Essa ligação comercial entre África, Ásia e América, quase que se tornou natural.
Ora, sendo assim, Europa Ocidental e a América do Norte têm vantagens comparativas nos bens intensivos em capital e a Ásia em bens intensivos em mão-de-obra.
A China é um país abundante em mão-de-obra, por isso só ganha no comércio internacional se se espacializar na produção de bens intensivos em trabalho. É exatamente isso que a China faz, embora hoje com algumas nuances: produz roupas, sapatos e peças (que depois seguem para os EUA para montagem de computadores, telemóveis, carros, etc.). É o facto de a China conseguir produzir esses bens intensivos em trabalho mais barato que também explica a deslocalização das fábricas dos EUA para a China nos finais dos anos oitenta e início dos anos noventa. Por isso, muitas fábricas fecharam as portas nos EUA durante esse período e muitos cabo-verdianos perderam emprego nas terras do “Tio Sam”. Não só os cabo-verdianos perderam empregos, também os americanos. A classe social designada de “Redneck” (classe operária nos EUA), votantes maioritários de Trump, também sofreram com o fenómeno da deslocalização da produção para a Ásia. Trump prometeu-lhes trazer de novo os seus empregos nas fábricas, fazendo a América grande outra vez. Mas fazer a América grande outra vez, com reabertura de fábricas, é uma falácia.
Na produção de bens intensivos em mão-de-obra, a América não tem como competir com a China. Basta comparar o custo da hora de trabalho na China com o custo nos EUA. As vantagens comparativas estão claramente do lado da China. Além disso, a produção de bens intensivos em trabalho, como é o caso da produção que ocorre nessas fábricas que encerraram as portas nos EUA, tem menor valor acrescentado no processo de criação de valor quando comparado com as fases da criação e marketing dominadas pelos EUA. Portanto do meu ponto de vista, não faz sentido pensar que a reabertura das fábricas tornaria a América grande outra vez.
A América economicamente é o maior. Se quer continuar a sê-lo, Trump tem de continuar a apoiar a I&D/Universidades, e garantir o sistema de visto diferenciado que leva para os EUA grandes investigadores.

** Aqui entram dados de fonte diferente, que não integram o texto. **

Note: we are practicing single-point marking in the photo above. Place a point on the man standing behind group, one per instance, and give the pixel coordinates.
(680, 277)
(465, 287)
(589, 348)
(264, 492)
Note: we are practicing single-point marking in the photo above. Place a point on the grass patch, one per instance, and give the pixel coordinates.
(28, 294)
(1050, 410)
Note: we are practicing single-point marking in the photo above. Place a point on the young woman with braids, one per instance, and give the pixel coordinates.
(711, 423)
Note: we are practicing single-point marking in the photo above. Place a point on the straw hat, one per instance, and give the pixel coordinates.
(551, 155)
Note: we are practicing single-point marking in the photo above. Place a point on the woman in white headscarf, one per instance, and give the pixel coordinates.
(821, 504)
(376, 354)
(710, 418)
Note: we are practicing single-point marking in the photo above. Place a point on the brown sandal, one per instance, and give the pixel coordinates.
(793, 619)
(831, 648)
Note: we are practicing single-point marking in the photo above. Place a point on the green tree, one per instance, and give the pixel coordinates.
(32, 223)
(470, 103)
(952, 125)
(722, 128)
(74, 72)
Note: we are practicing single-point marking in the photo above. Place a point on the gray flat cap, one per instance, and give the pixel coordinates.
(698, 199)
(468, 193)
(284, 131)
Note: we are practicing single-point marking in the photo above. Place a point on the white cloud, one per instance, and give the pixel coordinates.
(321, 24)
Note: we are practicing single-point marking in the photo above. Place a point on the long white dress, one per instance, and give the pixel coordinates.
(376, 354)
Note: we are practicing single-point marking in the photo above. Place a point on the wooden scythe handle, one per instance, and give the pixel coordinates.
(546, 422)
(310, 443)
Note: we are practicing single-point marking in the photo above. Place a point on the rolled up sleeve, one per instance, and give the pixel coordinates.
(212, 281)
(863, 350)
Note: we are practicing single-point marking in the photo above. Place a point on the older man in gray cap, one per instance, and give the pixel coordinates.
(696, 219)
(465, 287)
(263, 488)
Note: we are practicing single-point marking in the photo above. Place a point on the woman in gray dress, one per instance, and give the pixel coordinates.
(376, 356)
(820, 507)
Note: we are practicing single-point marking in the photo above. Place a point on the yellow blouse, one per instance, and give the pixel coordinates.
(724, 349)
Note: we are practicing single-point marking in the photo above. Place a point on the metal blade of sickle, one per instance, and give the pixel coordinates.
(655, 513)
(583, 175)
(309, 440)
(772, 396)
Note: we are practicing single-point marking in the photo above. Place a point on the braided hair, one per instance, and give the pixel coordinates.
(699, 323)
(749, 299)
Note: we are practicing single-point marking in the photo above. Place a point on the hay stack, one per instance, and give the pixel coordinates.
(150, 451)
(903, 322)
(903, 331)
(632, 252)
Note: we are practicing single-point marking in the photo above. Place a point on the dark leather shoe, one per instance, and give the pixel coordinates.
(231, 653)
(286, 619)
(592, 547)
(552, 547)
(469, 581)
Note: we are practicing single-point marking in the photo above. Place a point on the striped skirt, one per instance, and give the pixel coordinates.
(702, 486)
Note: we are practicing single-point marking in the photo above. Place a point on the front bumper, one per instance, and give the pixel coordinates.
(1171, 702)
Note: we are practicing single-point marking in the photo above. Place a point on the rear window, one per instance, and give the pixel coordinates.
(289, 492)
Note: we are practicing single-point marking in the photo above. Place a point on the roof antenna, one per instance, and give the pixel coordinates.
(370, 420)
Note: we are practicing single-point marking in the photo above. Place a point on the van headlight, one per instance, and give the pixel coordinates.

Infelizmente, a imposição de uma taxa alfandegária elevada aos produtos provenientes da China tem esta finalidade – abrir novamente as fábricas nos EUA e dar empregos aos “Rednecks”, votantes de Trump. Politicamente (ganhar votos) esta medida pode ser sustentada facilmente, mas economicamente precisa-se de algum aprofundamento/esmiuçar. Economicamente a justificação tem a ver com a redução do défice da Balança Comercial, que do meu ponto de vista não devia ter importância para um país como os EUA, que tem a moeda mais poderosa do mundo e aceite em qualquer canto do globo. Outros efeitos benéficos para a economia americana: o preço da importação diminui e a receita proveniente das taxas alfandegárias aumentará brutalmente. Do meu ponto de vista, o motivo político e razões outras explicam essa pesada taxa alfandegária imposta sobre os produtos provenientes da China. Um duro golpe foi imposto à China, que tem uma economia fortemente ligada aos EUA e por isso uma elasticidade oferta-preço muito rígida.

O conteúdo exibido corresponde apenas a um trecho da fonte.